Bedtime
Sunday. Well, yesterday seemed to just dribble off into wherever last night, to bed early to watch a movie on the tablet and then lights out to get to sleep at a decent hour. Awoke briefly at five-thirty, but back to sleep before awakening again an hour later. Off to breakfast on a cool overcast morning. They're saying cloudy, but no rain, the temperatures up into the low sixties. Which means I have no excuse not to photograph the JeSuisCharlie rally later this afternoon in San Francisco.
And will you?
The camera batteries are charging as we, um, write.
Later. My only question in leaving was should I have added a sweater under the jacket? The sun appeared for the first time just as I was getting ready to go and so I left the sweater. Comfortable all the way to the San Francisco City Hall, comfortable while shooting, comfortable all the way back to the apartment. Didn't think to drive to BART, for some reason, something I've routinely done when heading out on Sundays in the past. Running on rails, I guess: the eyes a bit dim, the mind but minimally responsive.
Anyway, arrived forty-five minutes before it was scheduled to start which allowed me easy access in photographing individuals wearing and carrying signs, the crowd forming and in place by two, a few hundreds of people and not quite the thousand they were saying on the evening news. The difficulty in moving through the crowd made it harder to photograph people's faces and so I'm glad I'd arrived when I had.

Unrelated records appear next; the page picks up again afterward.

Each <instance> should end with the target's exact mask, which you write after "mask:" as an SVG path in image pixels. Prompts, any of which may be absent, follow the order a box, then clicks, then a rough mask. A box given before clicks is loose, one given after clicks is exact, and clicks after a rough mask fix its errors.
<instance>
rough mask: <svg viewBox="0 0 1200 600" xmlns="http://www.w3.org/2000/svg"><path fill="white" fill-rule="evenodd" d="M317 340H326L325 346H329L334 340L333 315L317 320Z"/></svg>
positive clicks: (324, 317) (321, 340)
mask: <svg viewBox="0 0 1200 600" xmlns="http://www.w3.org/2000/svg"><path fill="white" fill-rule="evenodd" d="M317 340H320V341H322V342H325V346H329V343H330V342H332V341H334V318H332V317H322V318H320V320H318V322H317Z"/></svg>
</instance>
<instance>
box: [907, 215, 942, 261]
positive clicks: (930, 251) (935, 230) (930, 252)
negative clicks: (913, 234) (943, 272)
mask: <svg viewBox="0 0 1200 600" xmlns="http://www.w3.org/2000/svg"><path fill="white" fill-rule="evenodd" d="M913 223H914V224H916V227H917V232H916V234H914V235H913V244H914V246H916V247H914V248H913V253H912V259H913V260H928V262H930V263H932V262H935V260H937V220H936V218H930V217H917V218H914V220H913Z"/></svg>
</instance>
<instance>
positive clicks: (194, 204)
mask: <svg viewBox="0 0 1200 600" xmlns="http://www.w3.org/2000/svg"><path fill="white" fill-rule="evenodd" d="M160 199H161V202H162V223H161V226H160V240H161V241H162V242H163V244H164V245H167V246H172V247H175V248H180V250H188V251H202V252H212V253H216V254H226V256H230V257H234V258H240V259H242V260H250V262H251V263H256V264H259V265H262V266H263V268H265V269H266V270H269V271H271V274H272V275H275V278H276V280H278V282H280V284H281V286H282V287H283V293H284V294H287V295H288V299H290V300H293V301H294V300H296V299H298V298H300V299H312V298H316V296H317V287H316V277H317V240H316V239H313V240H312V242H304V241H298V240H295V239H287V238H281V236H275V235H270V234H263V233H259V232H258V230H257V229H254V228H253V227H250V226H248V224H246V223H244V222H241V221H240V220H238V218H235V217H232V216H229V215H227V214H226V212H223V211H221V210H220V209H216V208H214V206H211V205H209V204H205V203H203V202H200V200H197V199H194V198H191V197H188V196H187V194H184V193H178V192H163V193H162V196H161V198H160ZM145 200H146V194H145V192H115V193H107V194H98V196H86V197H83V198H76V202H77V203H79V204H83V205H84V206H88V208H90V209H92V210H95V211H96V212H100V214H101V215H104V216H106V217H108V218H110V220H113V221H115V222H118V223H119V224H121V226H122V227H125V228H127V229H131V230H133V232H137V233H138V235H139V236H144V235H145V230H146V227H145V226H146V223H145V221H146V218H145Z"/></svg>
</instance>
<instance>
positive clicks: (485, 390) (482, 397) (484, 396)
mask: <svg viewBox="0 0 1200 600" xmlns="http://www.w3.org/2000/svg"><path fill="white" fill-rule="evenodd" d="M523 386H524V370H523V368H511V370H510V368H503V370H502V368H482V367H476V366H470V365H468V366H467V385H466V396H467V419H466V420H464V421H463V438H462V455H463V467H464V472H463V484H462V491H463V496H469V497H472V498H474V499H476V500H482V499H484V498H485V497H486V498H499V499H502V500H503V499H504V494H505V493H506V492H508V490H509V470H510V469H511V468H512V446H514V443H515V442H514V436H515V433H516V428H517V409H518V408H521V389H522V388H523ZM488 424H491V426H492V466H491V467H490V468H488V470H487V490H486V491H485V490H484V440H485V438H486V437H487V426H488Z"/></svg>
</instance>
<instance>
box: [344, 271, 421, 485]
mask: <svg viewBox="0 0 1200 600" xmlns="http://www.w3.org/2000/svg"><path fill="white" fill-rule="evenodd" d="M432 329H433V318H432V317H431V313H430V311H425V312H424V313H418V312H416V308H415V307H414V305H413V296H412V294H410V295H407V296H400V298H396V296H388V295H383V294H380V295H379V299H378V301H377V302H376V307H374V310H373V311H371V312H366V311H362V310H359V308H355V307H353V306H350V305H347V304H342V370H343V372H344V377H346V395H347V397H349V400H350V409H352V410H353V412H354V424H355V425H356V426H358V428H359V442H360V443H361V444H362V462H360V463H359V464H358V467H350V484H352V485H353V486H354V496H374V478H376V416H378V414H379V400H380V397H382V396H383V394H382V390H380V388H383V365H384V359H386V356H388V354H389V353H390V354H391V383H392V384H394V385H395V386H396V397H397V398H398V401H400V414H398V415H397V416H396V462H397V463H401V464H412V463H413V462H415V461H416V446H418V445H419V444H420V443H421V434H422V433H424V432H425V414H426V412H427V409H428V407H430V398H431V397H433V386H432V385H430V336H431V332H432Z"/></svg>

The short ceremony at two-thirty that consisted of one minute's silence followed by a reading of names of those who had died. No sound system, very informal, organic, quite different from other gatherings I've photographed. I, tired, decided enough was enough and headed back. Enough pictures for a section on artandlife (by the skin of my teeth), but one is enough and makes the day OK.
Evening. Home to work on the pictures and posting them finally to artandlife before ten. A long day, but a pretty good day: the head clear, the sinuses quiet. To bed now, though. Ten is bedtime.